Malaria could also be effectively treated much of the time with quinine, whereas other fever-causing illnesses were not so easily treated. Triggering a fever by way of malaria specifically, therefore, became the standard of care.
Tens of thousands of people with syphilitic dementia would go on to be treated with fever therapy until the early 1940s, when a combination of Salvarsan and penicillin caused syphilis infections to decline. Eventually, neurosyphilis became rare, and then nearly unheard of.

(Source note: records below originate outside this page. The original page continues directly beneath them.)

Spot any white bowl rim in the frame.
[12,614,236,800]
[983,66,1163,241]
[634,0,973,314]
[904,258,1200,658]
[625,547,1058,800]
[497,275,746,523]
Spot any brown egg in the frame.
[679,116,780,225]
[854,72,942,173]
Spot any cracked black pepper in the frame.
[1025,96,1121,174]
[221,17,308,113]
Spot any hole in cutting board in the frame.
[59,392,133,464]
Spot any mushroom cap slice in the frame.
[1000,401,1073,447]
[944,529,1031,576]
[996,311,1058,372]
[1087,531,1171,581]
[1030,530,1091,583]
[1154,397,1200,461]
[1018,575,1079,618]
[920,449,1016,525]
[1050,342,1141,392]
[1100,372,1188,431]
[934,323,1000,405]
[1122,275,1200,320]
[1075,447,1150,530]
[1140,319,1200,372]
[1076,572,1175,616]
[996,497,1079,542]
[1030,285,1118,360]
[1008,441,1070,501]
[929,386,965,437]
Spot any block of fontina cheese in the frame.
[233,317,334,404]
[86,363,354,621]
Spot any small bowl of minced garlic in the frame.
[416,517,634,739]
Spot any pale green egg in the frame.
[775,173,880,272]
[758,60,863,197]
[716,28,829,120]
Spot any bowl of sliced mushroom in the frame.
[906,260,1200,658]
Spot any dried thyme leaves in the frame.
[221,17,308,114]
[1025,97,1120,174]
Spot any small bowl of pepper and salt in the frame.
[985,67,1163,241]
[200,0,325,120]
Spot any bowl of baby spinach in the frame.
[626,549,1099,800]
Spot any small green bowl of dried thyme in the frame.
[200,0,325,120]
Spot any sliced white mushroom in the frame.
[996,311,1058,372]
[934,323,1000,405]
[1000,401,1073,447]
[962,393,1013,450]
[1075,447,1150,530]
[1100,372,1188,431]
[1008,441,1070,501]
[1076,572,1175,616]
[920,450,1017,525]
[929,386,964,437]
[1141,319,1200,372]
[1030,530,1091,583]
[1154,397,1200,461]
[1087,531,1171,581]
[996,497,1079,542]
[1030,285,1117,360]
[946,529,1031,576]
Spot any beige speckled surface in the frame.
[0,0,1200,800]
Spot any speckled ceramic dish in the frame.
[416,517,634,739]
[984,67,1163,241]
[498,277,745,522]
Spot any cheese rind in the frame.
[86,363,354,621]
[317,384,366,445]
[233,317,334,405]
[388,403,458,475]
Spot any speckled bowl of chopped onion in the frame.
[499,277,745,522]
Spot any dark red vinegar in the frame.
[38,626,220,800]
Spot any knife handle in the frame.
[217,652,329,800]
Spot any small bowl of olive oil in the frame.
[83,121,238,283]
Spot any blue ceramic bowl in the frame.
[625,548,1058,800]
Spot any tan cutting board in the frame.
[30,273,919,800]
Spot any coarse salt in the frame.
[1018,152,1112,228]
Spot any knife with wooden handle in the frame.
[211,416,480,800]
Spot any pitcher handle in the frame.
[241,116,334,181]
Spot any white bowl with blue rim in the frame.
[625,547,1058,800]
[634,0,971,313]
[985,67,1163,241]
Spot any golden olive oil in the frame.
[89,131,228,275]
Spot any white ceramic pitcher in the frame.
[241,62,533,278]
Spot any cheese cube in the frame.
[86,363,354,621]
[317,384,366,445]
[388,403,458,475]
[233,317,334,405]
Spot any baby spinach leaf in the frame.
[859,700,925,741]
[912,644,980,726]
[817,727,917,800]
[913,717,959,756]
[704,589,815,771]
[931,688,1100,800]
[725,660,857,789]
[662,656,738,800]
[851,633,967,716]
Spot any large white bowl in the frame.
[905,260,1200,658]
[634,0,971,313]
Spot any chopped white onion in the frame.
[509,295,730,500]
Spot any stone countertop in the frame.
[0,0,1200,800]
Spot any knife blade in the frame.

Despite his contributions to medicine, it’s important to note that Wagner-Juaregg was most definitely not a person to idolize. In fact, he was an outspoken anti-Semite and proponent of eugenics, arguing that Jews were more prone to mental illness and that people who were mentally ill should be forcibly sterilized. (Wagner-Juaregg later became a Nazi sympathizer during Hitler’s rise to power even though, bizarrely, his first wife was Jewish.) Another problematic issue was that his fever therapy involved experimental treatments on many who, due to their cognitive issues, could not give informed consent.
Lack of consent was also a fundamental problem with the syphilis study at Tuskegee, appalling research that began just 14 years after Wagner-Juaregg published his “fever therapy” findings.
Still, despite his outrageous views, Wagner-Juaregg was awarded the Nobel Prize in Medicine or Physiology in 1927 – and despite some egregious human rights abuses, the miraculous “fever therapy” was partly responsible for taming one of the deadliest plagues in human history.